Hearing stirs up issue of illegals

By Ben Ready
September 2, 2006
The Daily Times-Call

GREELEY — The Dream Act, a provision of Senate Bill 2611, would discriminate against U.S. citizens and encourage immigrants to remain undocumented, law professor Kris Kobach says.

Not so, says a backer of the proposal. The Dream Act would encourage the children of illegal immigrants, who are illegal themselves, to do “exactly what we, as a society have asked: go to school, stay out of trouble, succeed,” Jared Polis, vice chairman of the Colorado Board of Education, said Friday during a congressional hearing on illegal immigration and the costs of higher education.

The hearing took place at the University of Northern Colorado in Greeley.

Polis and Kobach, a professor of law at the University of Missouri, were panelists at the hearing, led by U.S. Rep.
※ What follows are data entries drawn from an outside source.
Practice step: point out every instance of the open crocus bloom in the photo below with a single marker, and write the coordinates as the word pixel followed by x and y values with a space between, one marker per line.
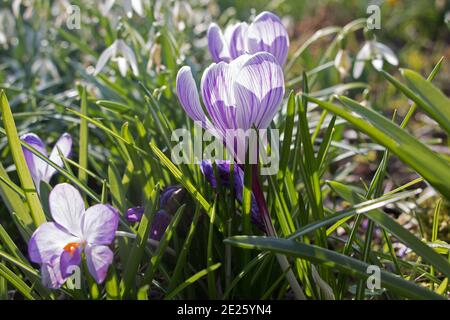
pixel 376 52
pixel 121 53
pixel 265 34
pixel 243 94
pixel 58 246
pixel 39 169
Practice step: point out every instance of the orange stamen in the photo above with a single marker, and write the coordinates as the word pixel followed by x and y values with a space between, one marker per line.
pixel 71 247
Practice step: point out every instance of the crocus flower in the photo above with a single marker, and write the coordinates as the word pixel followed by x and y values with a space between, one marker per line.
pixel 265 34
pixel 243 94
pixel 134 214
pixel 223 172
pixel 39 169
pixel 128 5
pixel 121 53
pixel 159 224
pixel 375 52
pixel 58 245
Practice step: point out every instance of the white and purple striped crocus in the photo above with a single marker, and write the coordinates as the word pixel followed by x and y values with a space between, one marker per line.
pixel 265 34
pixel 39 169
pixel 58 246
pixel 245 93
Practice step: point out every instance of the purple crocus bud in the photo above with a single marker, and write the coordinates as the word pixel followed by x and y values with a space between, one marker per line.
pixel 217 44
pixel 159 224
pixel 39 169
pixel 134 214
pixel 265 34
pixel 246 92
pixel 223 171
pixel 58 245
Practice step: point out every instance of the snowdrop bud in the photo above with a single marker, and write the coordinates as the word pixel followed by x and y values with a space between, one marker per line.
pixel 368 34
pixel 342 62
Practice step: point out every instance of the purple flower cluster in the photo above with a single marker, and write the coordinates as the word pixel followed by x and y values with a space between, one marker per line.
pixel 243 89
pixel 224 174
pixel 168 205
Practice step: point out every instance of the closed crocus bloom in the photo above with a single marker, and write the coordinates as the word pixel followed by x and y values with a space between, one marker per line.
pixel 134 214
pixel 243 94
pixel 58 246
pixel 159 224
pixel 265 34
pixel 121 53
pixel 39 169
pixel 224 172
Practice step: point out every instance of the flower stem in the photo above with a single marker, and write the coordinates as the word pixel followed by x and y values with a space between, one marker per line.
pixel 270 230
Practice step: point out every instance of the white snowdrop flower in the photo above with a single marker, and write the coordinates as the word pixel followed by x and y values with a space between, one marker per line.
pixel 45 69
pixel 122 54
pixel 7 27
pixel 376 52
pixel 128 5
pixel 342 62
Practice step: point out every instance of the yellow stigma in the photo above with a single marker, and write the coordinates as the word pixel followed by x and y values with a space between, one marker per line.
pixel 71 247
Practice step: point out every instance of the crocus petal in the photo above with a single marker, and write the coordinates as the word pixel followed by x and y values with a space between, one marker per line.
pixel 134 214
pixel 159 225
pixel 387 53
pixel 137 7
pixel 51 274
pixel 223 172
pixel 67 208
pixel 48 241
pixel 361 58
pixel 128 9
pixel 107 54
pixel 267 33
pixel 100 224
pixel 238 40
pixel 377 63
pixel 36 165
pixel 216 44
pixel 64 145
pixel 259 89
pixel 217 93
pixel 189 98
pixel 98 259
pixel 68 260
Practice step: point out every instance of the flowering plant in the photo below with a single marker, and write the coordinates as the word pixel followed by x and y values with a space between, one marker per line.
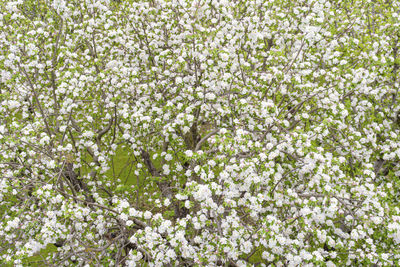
pixel 199 132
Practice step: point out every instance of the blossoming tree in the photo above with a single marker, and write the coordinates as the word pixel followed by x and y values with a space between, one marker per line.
pixel 199 132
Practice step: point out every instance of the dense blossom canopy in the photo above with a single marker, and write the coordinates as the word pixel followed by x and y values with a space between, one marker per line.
pixel 200 132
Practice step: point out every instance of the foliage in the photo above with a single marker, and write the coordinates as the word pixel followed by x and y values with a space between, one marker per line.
pixel 188 133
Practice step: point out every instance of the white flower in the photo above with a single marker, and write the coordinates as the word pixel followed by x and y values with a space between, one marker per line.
pixel 189 153
pixel 168 157
pixel 147 215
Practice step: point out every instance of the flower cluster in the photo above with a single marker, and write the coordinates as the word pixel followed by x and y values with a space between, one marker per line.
pixel 200 132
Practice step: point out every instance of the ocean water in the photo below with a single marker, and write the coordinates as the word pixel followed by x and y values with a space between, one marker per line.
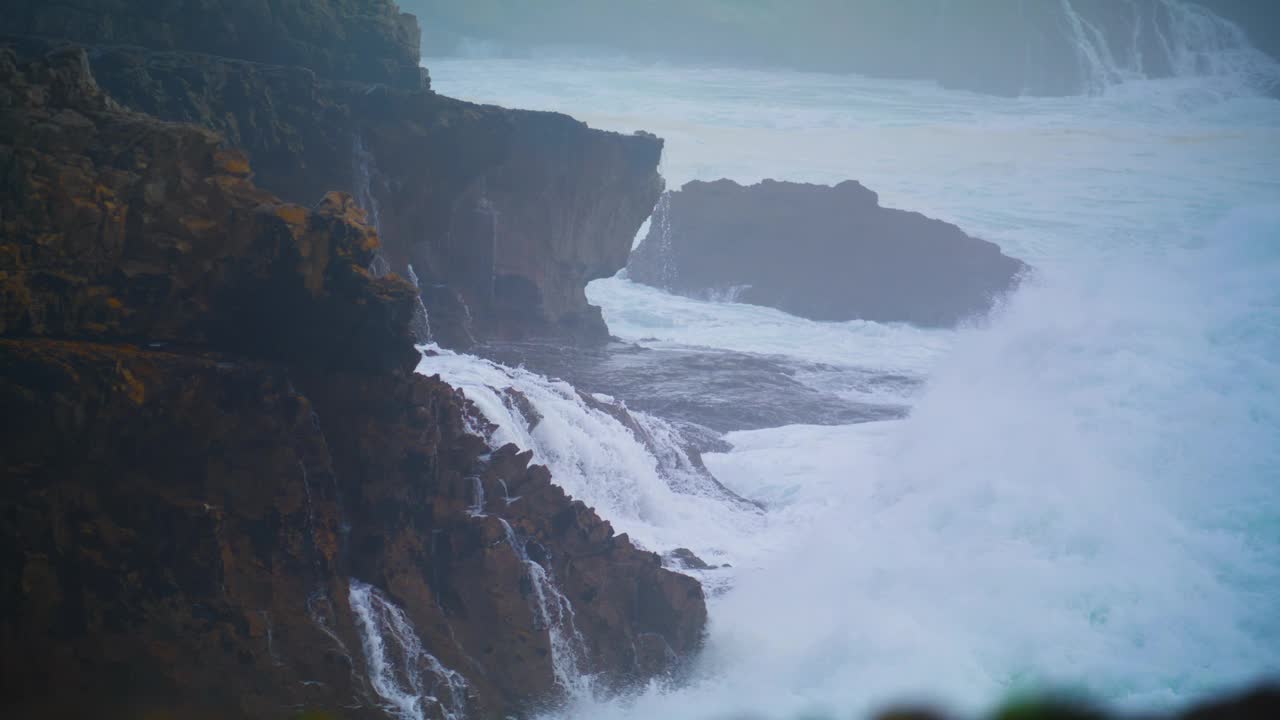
pixel 1086 491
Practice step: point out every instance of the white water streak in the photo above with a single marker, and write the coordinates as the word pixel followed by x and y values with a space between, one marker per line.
pixel 396 659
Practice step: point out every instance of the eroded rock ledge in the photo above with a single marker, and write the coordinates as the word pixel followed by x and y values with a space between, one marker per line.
pixel 821 253
pixel 219 469
pixel 503 214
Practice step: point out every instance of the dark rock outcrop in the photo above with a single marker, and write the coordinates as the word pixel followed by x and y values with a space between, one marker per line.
pixel 821 253
pixel 219 469
pixel 504 215
pixel 352 40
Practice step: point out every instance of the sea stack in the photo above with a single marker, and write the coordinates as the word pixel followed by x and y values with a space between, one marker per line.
pixel 821 253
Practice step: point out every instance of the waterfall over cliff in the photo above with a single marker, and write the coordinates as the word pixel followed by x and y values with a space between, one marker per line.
pixel 995 46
Howard “Buck” McKeon, R-Calif., chairman of the House Education and Workforce Committee.

The Dream Act would repeal a 1993 law that prohibits states from offering lower in-state tuition rates to illegal immigrants unless those states also offer the rates to U.S. citizens from other states. States could offer in-state college tuition rates to illegal immigrants who came to the United States before they turned 16, have lived here for five years or more, and have graduated from high school.

Kobach testified Friday that the Dream Act would not only discriminate against U.S. citizens and place an unfair tax burden on them; it also would encourage immigrants to remain undocumented.
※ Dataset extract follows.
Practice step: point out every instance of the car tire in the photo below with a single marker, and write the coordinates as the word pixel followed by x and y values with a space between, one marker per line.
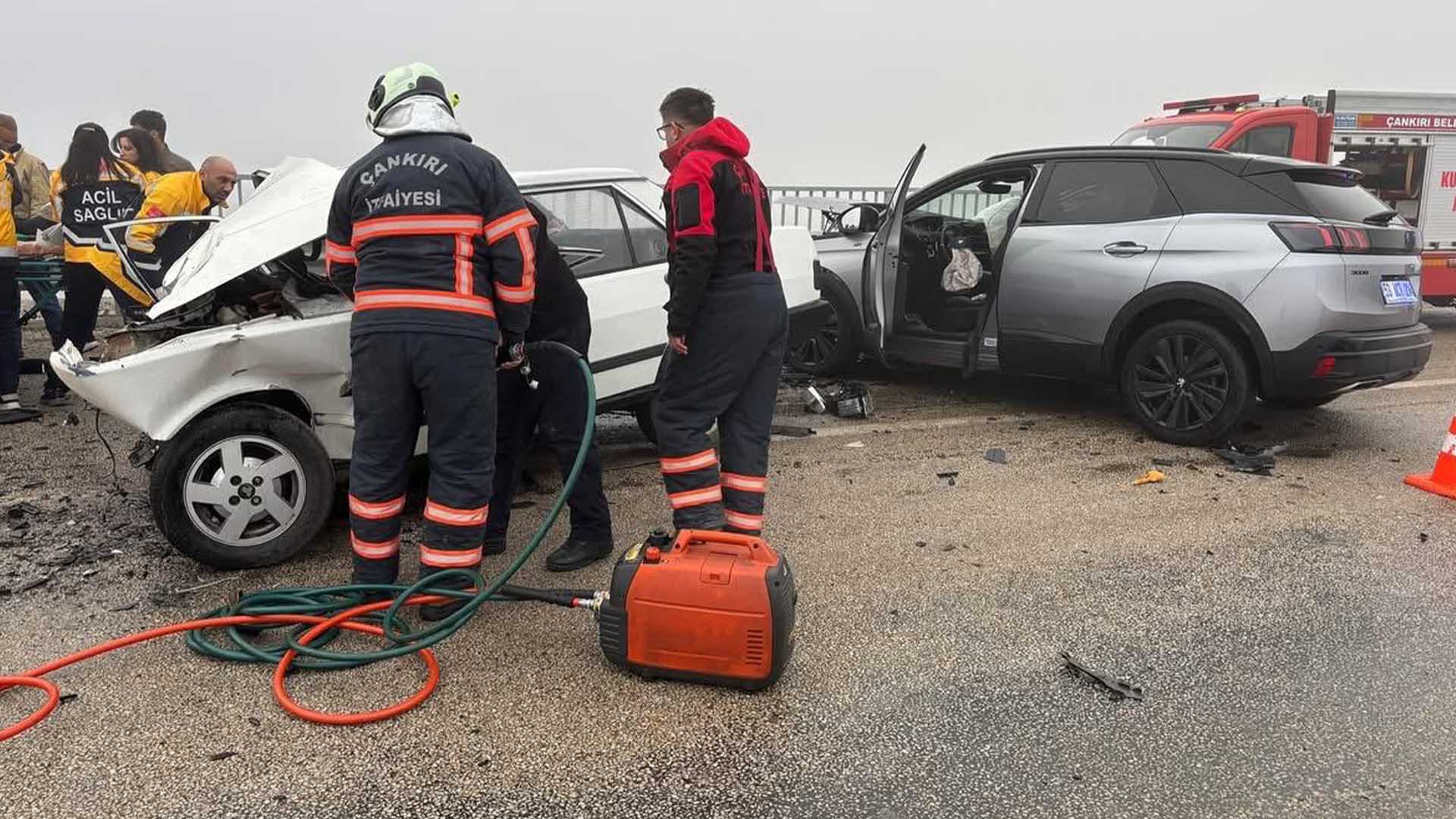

Ten states, including California and Texas, offer in-state tuition to undocumented students but deny in-state tuition to out-of-state legal U.S. residents, he said.
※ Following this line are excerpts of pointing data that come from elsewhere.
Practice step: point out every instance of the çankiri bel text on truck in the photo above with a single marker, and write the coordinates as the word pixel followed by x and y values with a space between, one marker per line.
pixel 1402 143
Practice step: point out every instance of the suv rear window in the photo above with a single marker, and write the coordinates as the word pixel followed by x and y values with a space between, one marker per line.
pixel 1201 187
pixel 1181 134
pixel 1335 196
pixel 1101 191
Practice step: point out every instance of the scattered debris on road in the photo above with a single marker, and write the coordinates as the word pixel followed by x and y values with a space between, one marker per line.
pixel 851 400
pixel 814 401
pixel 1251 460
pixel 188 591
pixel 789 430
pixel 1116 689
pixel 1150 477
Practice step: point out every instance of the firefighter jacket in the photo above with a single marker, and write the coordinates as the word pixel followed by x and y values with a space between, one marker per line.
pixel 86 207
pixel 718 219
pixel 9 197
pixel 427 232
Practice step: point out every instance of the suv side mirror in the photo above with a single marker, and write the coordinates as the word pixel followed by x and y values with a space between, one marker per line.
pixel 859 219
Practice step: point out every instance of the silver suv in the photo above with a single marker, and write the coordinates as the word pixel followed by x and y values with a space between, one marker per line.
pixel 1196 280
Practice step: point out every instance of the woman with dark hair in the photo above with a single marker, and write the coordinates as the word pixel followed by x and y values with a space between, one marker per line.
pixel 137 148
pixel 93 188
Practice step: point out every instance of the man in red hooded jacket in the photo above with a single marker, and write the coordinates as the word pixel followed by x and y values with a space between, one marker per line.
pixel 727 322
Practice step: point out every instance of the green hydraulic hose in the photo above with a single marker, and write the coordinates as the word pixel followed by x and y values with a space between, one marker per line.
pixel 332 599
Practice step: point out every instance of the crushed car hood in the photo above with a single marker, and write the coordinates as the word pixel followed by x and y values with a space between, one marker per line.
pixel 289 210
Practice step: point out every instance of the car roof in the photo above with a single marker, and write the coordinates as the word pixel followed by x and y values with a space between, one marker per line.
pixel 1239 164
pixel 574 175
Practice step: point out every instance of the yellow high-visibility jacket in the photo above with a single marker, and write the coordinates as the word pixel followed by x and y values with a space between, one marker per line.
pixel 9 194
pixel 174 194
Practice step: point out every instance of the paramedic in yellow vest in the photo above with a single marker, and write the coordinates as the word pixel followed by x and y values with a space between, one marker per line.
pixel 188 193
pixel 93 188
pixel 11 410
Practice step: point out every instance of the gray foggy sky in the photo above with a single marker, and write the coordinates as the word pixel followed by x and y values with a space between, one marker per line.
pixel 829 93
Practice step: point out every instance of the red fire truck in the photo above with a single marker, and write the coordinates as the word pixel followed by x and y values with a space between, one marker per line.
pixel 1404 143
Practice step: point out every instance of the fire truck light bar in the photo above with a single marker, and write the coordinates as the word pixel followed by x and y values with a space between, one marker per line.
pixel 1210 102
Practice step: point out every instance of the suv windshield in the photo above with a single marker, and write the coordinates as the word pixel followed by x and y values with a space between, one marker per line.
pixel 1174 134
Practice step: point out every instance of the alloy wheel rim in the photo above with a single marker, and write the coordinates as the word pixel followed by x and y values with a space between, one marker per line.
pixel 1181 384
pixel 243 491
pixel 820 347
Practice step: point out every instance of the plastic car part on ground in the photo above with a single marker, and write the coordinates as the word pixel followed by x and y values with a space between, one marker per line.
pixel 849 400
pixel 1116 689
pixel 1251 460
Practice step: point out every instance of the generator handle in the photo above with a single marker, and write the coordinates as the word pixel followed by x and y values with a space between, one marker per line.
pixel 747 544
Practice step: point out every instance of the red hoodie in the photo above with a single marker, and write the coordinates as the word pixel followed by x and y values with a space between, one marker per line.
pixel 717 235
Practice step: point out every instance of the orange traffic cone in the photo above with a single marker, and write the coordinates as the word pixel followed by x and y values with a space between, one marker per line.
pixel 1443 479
“Aliens are sent this message: ‘We encourage you to violate the law,’” Kobach said.

Polis, though, said many children of illegal immigrants consider America their only home and English their only fluent language.

“(The Dream Act) represents a simple acknowledgement that our immigration failures and the mistakes of adults ought not be visited on children who have done nothing wrong,” Polis said.

Following the hearing, McKeon and U.S. Rep. Marilyn Musgrave, R-Colo., traveled to Loveland for another hearing, this one on immigration employment verification and work-site enforcement. Both hearings were hosted by Musgrave.